The RBI has issued certain directives for sanctioning home loans to Non-Resident Indians. These are:

  • The home loan amount should not exceed 80% of the cost of the dwelling unit, as the remaining amount that is 20% needs to be provided by an own contribution towards the cost of unit financed.
  • The cost of dwelling unit which is own contribution financed less the loan amount, can be met from direct remittances from abroad through normal banking channels, the Non-Resident (External) [NR(E)] Account and /or Non-Resident (Ordinary) [NR (O)] account in India.
  • However, repayment of the loan, comprising of the principal and interest including all the charges are to be remitted to the HFC from abroad through normal banking channels, the Non-Resident (External) [NR(E)] Account and /or Non-Resident (Ordinary) [NR (O)] account in India.

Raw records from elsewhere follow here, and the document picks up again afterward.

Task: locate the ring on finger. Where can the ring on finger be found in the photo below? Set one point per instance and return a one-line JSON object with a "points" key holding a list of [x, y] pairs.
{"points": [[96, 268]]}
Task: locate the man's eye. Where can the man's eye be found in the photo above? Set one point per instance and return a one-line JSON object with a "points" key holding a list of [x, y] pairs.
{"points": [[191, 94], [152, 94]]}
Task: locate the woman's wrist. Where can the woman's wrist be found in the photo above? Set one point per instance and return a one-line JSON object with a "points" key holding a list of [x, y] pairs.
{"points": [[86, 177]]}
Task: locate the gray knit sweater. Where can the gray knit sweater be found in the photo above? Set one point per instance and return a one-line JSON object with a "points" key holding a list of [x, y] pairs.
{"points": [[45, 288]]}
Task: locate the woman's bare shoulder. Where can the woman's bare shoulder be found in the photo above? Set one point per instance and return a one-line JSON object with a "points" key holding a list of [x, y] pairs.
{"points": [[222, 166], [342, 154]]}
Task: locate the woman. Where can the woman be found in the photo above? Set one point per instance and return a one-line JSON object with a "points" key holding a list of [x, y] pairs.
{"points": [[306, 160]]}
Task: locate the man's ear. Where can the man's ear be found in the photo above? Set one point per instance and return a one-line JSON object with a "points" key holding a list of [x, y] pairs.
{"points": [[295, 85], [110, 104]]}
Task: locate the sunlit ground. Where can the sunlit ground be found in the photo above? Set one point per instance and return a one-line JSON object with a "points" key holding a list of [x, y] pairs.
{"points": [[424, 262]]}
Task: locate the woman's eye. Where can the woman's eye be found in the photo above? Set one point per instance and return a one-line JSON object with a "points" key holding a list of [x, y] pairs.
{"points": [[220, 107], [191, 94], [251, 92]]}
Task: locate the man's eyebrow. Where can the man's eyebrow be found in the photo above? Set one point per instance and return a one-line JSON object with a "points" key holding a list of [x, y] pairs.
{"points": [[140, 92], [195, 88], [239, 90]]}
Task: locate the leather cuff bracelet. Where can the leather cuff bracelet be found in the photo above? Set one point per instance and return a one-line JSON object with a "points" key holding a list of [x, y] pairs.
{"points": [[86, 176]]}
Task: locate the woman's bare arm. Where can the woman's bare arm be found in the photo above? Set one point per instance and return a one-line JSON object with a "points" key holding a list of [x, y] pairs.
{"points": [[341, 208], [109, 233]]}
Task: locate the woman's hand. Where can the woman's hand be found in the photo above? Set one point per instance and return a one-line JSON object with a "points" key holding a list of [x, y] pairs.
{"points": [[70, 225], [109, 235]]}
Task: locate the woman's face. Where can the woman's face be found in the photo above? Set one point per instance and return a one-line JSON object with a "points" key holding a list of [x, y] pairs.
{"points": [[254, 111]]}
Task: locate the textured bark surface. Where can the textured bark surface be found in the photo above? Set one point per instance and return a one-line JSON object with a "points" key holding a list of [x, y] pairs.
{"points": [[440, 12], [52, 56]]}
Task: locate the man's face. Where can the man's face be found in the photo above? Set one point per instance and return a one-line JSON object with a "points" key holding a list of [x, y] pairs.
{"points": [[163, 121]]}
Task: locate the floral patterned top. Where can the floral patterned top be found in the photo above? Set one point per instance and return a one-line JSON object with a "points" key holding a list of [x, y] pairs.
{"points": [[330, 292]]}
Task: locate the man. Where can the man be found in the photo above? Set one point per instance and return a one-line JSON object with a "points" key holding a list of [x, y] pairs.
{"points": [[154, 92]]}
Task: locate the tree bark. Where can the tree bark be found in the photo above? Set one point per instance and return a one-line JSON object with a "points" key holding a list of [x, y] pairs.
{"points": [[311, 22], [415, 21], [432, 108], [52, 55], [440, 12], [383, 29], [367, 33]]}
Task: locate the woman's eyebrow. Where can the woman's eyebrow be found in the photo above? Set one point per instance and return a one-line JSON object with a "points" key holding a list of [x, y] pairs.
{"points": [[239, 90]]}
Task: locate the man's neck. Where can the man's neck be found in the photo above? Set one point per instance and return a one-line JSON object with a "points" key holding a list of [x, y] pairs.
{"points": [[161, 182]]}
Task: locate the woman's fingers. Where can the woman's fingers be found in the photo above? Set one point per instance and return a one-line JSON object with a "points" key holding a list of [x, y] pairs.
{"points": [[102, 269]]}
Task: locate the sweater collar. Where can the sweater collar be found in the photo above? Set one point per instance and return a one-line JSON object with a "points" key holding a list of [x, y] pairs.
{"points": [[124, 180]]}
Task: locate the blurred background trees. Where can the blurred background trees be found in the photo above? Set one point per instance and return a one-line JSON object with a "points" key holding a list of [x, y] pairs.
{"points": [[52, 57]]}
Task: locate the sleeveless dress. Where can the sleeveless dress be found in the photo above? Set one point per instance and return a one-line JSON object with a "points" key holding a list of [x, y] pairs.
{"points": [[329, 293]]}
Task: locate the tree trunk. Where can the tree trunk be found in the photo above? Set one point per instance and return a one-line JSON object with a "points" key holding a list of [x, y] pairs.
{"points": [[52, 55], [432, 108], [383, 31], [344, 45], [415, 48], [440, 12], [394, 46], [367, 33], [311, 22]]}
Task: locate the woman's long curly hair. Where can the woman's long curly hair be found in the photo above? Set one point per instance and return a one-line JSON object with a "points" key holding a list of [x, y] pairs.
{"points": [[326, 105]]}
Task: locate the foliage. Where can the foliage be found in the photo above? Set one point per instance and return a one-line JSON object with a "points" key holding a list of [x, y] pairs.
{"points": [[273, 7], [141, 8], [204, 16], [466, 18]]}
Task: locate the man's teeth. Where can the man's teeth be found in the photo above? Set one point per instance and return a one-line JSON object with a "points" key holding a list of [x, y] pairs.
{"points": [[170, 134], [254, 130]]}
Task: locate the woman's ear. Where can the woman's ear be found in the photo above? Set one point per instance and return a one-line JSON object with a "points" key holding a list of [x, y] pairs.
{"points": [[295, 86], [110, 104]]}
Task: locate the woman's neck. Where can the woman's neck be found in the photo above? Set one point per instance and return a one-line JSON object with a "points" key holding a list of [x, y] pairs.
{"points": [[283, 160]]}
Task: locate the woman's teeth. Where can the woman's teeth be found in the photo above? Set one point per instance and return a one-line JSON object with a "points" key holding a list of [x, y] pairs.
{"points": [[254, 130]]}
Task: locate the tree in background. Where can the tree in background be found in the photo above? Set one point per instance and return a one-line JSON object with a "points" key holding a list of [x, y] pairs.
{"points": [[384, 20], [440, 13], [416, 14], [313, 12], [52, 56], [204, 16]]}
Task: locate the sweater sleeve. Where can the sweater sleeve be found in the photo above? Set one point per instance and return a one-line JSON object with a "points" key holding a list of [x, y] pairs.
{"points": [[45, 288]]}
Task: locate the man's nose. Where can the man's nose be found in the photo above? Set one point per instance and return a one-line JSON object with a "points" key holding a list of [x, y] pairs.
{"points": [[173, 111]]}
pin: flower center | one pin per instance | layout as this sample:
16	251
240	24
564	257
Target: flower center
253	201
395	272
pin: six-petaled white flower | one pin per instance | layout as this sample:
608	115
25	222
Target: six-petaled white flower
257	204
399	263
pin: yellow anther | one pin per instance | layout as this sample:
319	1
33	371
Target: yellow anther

According to the recent loan directives by the Reserve Bank of India (RBI), Non-Resident Indians (NRIs) and Persons of Indian Origin (PIO) purchasing immovable property in India should pay for the acquisition by funds received in India through normal banking channels by way of inward remittance from outside the country. NRIs and Resident Indians can also acquire immovable property in India other than agricultural property, plantation or a farmhouse.

Before we begin any construction, we seek several approvals and permissions from relevant bodies, without which, the construction may be at risk of coming under litigation. Here is a list of documents and approvals that builders, such as Pataskar Developers Private Limited must possess for all construction work to commence:

  • Land documents such as Development Agreement/ Power of Attorney duly Registered
  • ULC order (in specific cases, but now abolished)
  • I. O. D and Commencement Certificate (C.C) of the project
  • Municipal Authority approved plans
  • N.A Order ( though abolished but NOC is to be obtained)

The very first thing you should do when you are planning to invest in real estate, is ensure that you are dealing with a trustworthy property developer, such as Pataskar Developers Private Limited. But as a prospective real estate investor, there a few things you too can do:

  • Run a copy of the title report of the property by your advocate to ensure that there are no conditions written in fine print and that there are no specific reservations by the state government.
  • Check for specific clearance reports, such as if the construction is near a seafront, forest zone, no development zone or if there are any restrictive reservations regarding the property.
  • You should also check for any heritage reservations for the premises if the project is being constructed over or in the close vicinity of a heritage building. The idea here is to ensure that you do not get stuck with a property that is or may get caught in any sort of disputes. This is extremely important because if there is no clearance of titles, you will not be able to avail home loans for the property in question.

The Stamp Duty is payable on the agreement value of the property or the market value, whichever is higher. Currently for Maharashtra State a Stamp duty of 5% to 6% is applicable depending upon the tier of cities. Currently Govt. of India has introduced online payment facility for paying the stamp duty in form of e-SBTR through selected banks.

The price mutually agreed between the two parties in the Agreement for Sale is called as Consideration.

As per the latest rules & regulation one cannot purchase a property having lower Consideration than the Market Value fixed by the Ready Reckoner as per Govt. of India.

Market value of the property refers to the price that is mentioned in the Ready Reckoner, which is prepared by the Government of Maharashtra every calendar year.